In an action for a divorce and ancillary relief, the defendant appeals from so much of a judgment of the Supreme Court, Suffolk County (Baisley, Jr., J.), entered July 7, 2003, as, after a nonjury trial, awarded her only one half of the sum of $71,273 representing her share of the plaintiff's business, directed her to pay one half of the parties' tax obligation, and directed her to pay 75% of the plaintiff's attorney and expert fees.
Kaplan Belsky Ross, LLP, Garden City, N.Y. (Andrew M. Jacobs of counsel), for appellant.
Courten Villar, PLLC, Hauppauge, N.Y. (Dorothy A. Courten of counsel), for respondent.

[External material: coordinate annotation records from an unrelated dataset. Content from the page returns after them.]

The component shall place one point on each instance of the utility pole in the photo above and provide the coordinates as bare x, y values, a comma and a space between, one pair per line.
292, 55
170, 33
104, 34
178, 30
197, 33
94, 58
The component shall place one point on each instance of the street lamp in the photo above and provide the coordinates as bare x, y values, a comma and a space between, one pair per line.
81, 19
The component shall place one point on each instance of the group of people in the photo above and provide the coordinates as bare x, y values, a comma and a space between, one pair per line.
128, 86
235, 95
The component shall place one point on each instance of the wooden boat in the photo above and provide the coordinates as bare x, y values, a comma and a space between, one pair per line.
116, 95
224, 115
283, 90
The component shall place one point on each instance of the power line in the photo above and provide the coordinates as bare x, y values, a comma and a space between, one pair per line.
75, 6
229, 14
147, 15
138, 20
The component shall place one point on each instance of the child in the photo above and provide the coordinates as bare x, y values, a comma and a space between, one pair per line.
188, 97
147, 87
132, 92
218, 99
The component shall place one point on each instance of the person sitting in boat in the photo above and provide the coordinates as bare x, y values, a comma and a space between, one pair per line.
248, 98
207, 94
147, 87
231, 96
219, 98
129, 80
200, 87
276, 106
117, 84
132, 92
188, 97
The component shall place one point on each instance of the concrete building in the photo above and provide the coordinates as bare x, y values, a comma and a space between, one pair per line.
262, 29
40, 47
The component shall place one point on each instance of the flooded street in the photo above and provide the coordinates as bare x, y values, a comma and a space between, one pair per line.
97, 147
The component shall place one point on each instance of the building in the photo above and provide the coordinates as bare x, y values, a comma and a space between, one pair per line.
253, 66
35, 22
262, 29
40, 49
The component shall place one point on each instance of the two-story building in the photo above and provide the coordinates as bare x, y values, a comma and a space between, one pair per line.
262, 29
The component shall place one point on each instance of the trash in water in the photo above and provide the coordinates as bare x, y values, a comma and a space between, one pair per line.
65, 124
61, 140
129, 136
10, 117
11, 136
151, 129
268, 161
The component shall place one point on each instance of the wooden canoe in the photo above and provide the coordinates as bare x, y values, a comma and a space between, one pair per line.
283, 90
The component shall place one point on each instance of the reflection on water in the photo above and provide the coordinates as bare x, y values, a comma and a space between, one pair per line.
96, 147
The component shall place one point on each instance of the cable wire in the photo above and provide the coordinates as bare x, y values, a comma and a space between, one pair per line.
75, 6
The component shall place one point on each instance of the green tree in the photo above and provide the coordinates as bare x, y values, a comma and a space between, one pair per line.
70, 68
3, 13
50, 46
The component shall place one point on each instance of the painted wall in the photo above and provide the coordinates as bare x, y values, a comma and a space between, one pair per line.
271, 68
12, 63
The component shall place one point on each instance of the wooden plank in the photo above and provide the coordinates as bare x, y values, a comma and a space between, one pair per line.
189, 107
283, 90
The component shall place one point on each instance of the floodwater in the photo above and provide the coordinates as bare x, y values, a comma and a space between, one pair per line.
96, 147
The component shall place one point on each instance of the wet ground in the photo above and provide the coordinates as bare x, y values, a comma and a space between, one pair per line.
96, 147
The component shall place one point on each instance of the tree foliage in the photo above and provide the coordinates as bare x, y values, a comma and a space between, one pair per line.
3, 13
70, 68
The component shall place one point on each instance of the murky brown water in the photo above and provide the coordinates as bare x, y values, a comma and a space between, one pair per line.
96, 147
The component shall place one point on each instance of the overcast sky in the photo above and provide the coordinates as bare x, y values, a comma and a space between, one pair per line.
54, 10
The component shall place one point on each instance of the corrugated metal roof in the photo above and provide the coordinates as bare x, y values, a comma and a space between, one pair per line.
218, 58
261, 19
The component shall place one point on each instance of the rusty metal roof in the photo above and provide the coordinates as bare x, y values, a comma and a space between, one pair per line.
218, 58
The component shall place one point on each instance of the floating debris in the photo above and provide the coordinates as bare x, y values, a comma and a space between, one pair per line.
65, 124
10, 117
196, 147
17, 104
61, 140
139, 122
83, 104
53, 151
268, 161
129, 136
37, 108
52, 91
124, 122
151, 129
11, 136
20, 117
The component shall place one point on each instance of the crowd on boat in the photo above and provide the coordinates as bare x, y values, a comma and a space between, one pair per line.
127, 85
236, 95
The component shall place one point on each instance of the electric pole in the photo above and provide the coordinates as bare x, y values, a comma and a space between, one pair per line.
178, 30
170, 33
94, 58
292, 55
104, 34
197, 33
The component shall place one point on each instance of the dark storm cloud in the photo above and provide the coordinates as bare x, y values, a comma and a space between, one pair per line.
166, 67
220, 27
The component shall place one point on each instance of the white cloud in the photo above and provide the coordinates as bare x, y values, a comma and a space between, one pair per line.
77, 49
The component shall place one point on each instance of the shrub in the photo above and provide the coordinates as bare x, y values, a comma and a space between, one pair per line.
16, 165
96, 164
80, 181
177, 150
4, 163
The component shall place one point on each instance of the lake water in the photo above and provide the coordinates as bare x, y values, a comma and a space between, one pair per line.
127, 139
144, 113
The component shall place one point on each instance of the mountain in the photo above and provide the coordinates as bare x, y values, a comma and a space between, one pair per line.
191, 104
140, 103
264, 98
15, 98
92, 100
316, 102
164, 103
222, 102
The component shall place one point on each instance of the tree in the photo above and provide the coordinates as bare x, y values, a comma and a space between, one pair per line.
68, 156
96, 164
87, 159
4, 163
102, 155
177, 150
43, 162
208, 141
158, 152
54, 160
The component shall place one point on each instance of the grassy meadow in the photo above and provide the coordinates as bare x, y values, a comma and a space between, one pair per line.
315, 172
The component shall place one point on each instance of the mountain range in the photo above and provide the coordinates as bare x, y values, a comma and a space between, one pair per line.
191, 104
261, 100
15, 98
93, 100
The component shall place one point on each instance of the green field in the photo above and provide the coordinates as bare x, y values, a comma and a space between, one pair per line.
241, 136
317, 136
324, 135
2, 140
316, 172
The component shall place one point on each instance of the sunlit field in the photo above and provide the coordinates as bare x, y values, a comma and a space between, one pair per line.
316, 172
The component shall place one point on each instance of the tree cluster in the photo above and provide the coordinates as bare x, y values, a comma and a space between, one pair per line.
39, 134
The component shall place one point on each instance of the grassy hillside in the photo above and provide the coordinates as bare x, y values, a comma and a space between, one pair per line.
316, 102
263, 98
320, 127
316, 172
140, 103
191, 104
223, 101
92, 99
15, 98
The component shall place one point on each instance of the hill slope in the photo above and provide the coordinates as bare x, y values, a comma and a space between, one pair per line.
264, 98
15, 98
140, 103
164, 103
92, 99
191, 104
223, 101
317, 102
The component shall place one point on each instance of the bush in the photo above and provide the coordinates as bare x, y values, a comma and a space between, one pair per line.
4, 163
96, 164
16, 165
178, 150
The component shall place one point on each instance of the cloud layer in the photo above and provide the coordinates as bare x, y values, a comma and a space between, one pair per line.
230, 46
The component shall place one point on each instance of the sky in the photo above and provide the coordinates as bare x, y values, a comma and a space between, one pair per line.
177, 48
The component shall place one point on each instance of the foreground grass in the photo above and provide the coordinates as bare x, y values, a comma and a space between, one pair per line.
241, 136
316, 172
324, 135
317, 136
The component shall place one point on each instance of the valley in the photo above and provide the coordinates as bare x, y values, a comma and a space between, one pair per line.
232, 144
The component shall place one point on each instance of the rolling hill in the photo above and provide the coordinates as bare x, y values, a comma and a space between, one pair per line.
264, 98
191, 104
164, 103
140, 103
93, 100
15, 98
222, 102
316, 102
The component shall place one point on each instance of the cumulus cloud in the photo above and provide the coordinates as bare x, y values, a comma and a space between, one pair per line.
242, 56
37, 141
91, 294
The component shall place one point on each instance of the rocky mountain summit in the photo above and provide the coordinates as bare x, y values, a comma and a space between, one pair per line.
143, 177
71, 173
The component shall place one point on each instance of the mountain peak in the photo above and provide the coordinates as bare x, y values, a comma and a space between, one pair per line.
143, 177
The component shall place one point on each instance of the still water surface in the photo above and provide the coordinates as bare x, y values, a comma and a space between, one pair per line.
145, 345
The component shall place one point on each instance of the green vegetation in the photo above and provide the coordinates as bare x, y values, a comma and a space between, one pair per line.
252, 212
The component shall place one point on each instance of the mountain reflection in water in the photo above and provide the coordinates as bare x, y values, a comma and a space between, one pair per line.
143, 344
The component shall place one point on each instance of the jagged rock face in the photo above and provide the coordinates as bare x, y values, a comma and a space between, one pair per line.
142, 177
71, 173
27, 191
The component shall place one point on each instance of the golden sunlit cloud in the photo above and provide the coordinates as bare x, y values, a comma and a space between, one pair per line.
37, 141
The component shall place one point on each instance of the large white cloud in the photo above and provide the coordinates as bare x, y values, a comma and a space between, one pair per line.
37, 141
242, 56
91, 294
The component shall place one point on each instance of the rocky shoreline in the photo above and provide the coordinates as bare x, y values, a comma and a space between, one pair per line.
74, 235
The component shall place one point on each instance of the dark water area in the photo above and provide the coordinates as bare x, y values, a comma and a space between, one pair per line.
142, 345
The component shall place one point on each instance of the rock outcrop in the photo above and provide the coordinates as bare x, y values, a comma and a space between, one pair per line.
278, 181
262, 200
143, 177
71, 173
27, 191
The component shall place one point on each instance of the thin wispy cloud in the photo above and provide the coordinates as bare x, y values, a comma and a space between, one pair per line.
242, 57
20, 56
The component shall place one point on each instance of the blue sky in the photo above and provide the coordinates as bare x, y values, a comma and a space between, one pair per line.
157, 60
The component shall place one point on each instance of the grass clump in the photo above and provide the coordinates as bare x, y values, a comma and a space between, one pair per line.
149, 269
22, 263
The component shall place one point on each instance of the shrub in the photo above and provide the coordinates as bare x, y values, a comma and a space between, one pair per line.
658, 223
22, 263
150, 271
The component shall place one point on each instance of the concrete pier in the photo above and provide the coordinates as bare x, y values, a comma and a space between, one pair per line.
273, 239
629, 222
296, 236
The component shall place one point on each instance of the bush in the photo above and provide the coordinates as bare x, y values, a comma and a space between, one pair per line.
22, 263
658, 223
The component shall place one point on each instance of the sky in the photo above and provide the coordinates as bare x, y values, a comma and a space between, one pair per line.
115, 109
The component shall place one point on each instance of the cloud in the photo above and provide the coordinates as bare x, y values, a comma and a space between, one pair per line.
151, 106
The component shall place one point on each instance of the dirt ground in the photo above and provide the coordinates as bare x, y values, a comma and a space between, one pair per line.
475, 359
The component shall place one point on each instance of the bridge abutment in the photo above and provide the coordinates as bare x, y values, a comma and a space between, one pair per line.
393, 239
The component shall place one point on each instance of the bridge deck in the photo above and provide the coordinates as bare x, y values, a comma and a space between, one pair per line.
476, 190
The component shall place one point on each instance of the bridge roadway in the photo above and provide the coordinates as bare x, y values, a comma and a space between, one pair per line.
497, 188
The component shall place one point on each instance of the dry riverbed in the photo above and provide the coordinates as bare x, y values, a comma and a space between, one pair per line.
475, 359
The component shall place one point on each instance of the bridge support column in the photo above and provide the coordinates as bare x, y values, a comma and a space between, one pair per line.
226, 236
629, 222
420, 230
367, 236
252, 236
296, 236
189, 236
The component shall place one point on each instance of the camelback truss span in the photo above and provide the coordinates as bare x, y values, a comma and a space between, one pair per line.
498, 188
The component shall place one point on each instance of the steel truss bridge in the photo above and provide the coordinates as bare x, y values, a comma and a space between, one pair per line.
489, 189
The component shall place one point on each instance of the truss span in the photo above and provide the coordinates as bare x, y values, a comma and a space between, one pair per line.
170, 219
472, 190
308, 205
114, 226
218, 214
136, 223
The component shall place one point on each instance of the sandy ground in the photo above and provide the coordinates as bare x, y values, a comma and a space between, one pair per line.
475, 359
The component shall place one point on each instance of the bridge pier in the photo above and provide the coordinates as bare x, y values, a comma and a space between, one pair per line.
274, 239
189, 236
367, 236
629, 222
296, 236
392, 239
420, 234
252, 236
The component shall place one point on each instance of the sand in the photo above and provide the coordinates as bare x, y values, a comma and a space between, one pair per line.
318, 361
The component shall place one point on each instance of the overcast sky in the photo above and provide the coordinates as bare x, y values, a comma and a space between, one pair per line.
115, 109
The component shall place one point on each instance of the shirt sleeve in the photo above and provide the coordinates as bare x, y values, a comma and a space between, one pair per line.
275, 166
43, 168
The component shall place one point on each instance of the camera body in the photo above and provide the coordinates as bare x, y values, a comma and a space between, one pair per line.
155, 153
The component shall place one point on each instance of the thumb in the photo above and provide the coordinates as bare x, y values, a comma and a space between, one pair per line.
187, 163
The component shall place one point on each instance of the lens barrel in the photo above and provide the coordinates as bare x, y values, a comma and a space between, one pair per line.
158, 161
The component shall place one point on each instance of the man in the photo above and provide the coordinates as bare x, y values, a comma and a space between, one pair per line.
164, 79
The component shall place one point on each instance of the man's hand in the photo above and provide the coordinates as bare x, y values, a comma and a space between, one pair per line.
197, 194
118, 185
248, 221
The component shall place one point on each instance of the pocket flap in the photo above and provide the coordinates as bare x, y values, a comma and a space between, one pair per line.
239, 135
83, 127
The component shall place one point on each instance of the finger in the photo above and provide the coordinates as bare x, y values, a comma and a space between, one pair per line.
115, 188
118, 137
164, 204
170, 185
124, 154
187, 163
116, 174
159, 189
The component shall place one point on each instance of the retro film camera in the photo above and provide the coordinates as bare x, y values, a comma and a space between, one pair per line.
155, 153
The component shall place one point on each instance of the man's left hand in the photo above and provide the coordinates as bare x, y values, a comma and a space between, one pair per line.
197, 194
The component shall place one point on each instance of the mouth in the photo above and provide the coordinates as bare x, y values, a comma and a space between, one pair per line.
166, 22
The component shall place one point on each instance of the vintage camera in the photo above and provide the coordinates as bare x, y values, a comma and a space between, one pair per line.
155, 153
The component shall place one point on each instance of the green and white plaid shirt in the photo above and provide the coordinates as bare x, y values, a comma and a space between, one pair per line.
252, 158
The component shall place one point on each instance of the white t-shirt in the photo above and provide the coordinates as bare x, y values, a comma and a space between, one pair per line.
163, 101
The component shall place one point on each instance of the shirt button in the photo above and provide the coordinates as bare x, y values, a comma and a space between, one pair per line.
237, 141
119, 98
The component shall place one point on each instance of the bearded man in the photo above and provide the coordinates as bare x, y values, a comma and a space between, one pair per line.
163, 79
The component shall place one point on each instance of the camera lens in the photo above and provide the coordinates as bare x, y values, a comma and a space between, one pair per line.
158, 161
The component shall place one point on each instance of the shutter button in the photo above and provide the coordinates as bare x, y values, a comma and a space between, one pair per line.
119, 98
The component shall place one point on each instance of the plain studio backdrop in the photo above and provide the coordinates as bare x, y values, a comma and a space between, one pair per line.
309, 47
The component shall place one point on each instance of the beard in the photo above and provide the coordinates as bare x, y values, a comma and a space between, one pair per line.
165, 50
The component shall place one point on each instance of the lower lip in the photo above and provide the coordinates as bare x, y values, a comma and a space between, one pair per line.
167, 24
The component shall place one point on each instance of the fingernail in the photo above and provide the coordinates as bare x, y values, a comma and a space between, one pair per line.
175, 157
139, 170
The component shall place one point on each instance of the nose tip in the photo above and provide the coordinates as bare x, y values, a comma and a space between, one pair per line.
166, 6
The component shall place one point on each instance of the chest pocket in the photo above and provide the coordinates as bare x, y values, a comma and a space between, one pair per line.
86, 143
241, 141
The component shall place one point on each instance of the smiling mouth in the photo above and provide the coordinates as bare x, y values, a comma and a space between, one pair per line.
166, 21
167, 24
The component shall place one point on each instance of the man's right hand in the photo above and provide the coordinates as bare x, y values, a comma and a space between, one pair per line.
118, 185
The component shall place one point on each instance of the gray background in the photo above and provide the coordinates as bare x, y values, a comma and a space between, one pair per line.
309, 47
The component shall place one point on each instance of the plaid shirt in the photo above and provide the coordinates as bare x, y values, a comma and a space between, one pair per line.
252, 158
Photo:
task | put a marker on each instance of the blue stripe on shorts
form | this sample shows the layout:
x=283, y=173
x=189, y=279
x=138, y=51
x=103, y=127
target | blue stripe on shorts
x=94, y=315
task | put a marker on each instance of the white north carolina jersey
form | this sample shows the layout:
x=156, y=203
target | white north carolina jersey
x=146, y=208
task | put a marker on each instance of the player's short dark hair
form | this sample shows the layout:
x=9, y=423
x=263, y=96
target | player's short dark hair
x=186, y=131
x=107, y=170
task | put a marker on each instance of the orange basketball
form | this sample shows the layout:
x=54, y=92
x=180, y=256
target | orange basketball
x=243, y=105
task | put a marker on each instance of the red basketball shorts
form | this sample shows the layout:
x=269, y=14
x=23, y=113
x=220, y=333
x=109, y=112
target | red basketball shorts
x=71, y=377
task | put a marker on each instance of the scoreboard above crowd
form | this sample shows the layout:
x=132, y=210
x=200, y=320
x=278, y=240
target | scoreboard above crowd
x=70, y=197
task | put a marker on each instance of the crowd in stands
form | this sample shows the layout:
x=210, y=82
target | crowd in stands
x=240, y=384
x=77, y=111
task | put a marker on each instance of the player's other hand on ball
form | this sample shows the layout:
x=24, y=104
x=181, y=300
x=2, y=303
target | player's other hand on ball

Before: Schmidt, J.P., Krausman, Mastro and Covello, JJ., concur.
Ordered that the judgment is affirmed insofar as appealed from, with costs.
The Supreme Court correctly determined that the defendant is liable for one half of the parties' tax obligation arising out of the failure to pay proper income taxes during their marriage. Since the defendant shared equally in the benefits derived from the failure to pay, she must share in the financial liability arising out of tax liability ( see Capasso v. Capasso, 129 AD2d 267).
Contrary to the defendant's contention on appeal, the award of attorney and expert fees was proper. The court's direction that the defendant pay 75% of the plaintiff's attorney fees and expert fees was a provident exercise of its discretion ( see Domestic Relations Law § 237 [a]; DeCabrera v. Cabrera-Rosete, 70 NY2d 879, 881; D'Amato v. D'Amato, 198 AD2d 255).
The defendant's remaining contentions are without merit.